December 1, 2018

Migrating web servers

As of today, I migrated various services from shared hosting on uberspace.de to a VPS hosted by hetzner. This includes my weechat client, this blog, and the following other websites:

  • jak-linux.org
  • dep.debian.net redirector
  • mirror.fail

Rationale

Uberspace runs CentOS 6. This was causing more and more issues for me, as I was trying to run up-to-date weechat binaries. In the final stages, I ran weechat and tmux inside a debian proot. It certainly beat compiling half a system with linuxbrew.

The web performance was suboptimal. Webpages are served with Pound and Apache, TLS connection overhead was just huge, there was only HTTP/1.1, and no keep-alive.

Security-wise things were interesting: Everything ran as my user, obviously, whether that’s scripts, weechat, or mail delivery helpers. Ugh. There was also only a single certificate, meaning that all domains shared it, even if they were completely distinct like jak-linux.org and dep.debian.net

Enter Hetzner VPS

I launched a VPS at hetzner and configured it with Ubuntu 18.04, the latest Ubuntu LTS. It is a CX21, so it has 2 vcores, 4 GB RAM, 40 GB SSD storage, and 20 TB of traffic. For 5.83€/mo, you can’t complain.

I went on to build a repository of ansible roles (see repo on github.com), that configured the system with a few key characteristics:

  • http is served by nginx
  • certificates are per logical domain - each domain has a canonical name and a set of aliases; and the certificate is generated for them all
  • HTTPS is configured according to Mozilla’s modern profile, meaning TLSv1.2-only, and a very restricted list of ciphers. I can revisit that if it’s causing problems, but I’ve not seen huge issues.
  • Log files are anonymized to 24 bits for IPv4 addresses, and 32 bit for IPv6 addresses, which should allow me to identify an ISP, but not an individual user.

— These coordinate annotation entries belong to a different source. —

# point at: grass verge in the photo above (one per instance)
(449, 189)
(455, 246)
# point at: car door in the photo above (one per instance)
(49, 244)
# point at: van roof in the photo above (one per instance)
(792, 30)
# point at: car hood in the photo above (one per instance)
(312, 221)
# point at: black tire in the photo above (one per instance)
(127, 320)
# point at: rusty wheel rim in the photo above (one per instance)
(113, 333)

I don’t think the roles are particularly reusable for others, but it’s nice to have a central repository containing all the configuration for the server.

Go server to serve comments

When I started self-hosting the blog and added commenting via mastodon, it was via a third-party PHP script. This has been replaced by a Go program (GitHub repo). The new Go program scales a lot better than a PHP script, and provides better security properties due to AppArmor and systemd-based sandboxing; it even uses systemd’s DynamicUser.

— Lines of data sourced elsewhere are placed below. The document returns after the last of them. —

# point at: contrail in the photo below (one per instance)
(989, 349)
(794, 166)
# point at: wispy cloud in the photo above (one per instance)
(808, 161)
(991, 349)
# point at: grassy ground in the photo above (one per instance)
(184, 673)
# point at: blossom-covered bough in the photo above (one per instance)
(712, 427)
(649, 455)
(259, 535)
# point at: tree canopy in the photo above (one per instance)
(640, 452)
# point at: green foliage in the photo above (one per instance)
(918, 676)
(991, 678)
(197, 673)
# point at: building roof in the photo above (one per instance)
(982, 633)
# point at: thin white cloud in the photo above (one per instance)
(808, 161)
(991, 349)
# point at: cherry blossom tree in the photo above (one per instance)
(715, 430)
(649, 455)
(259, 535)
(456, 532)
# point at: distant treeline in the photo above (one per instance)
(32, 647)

Special care has been taken to have time outs for talking to upstream servers, so the program cannot hang with open connections and will respond eventually.

The Go binary is connected to nginx via a UNIX domain socket that serves FastCGI. The service is activated via systemd socket activation, allowing it to be owned by www-data, while the binary runs as a dynamic user. Nginx’s native fastcgi caching mechanism is enabled so the Go process is only contacted every 10 minutes at the most (for a given post). Nice!

Performance

Performance is a lot better than the old shared server. Pages load in up to half the time of the old one. Scalability also seems better: I tried various benchmarks, and achieved consistently higher concurrency ratings. A simple curl via https now takes 100ms instead of 200ms.

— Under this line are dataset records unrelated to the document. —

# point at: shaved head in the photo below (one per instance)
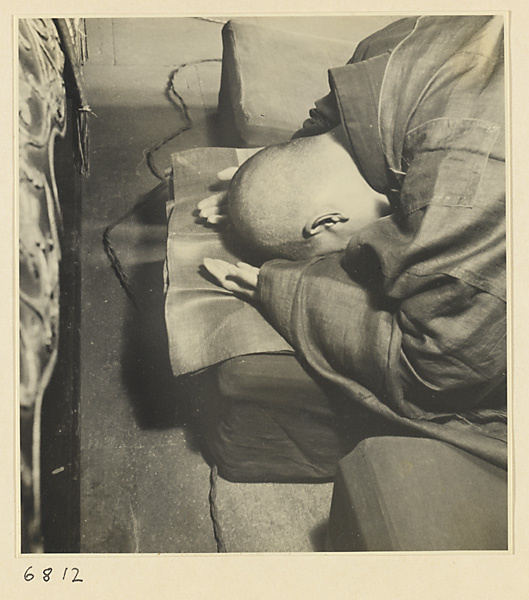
(278, 194)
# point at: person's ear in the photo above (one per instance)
(318, 224)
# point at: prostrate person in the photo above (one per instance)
(410, 319)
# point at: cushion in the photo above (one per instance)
(264, 418)
(270, 79)
(396, 493)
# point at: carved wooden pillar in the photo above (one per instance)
(44, 240)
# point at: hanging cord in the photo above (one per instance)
(213, 511)
(174, 96)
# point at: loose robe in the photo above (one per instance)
(410, 320)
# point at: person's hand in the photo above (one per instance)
(214, 209)
(241, 278)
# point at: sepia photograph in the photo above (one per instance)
(262, 284)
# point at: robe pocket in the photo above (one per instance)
(443, 162)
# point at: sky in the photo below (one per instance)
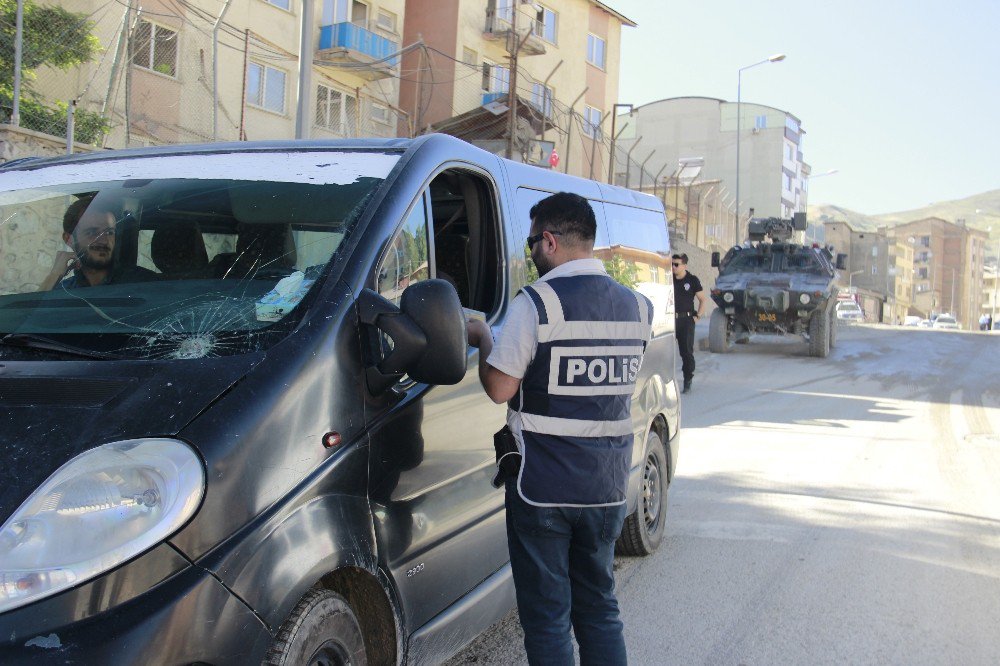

Performance is still suboptimal from the west coast of the US or other places far away from Germany, but got a lot better than before: Measuring from Oregon using webpagetest, it took 1.5s for a page to fully render vs ~3.4s before. A CDN would surely be faster, but would lose the end-to-end encryption.

Upcoming mail server

The next step is to enable email. Setting up postfix with dovecot is quite easy it turns out. Install them, tweak a few settings, setup SPF, DKIM, DMARC, and a PTR record, and off you go.

I mostly expect to read my email by tagging it on the server using notmuch somehow, and then syncing it to my laptop using muchsync. The IMAP access should allow some notifications or reading on the phone.

Spam filtering will be handled with rspamd. It seems to be the hot new thing on the market, is integrated with postfix as a milter, and handles a lot of stuff, such as:

  • greylisting
  • IP scoring
  • DKIM verification and signing
  • ARC verification
  • SPF verification
  • DNS lists
  • Rate limiting

It also has fancy stuff like neural networks. Woohoo!

As another bonus point: It’s trivial to confine with AppArmor, which I really love. Postfix and Dovecot are a mess to confine with their hundreds of different binaries.

I found it via uberspace, which plan on using it for their next uberspace7 generation. It is also used by some large installations like rambler.ru and locaweb.com.br.

I plan to migrate mail from uberspace in the upcoming weeks, and will post more details about it.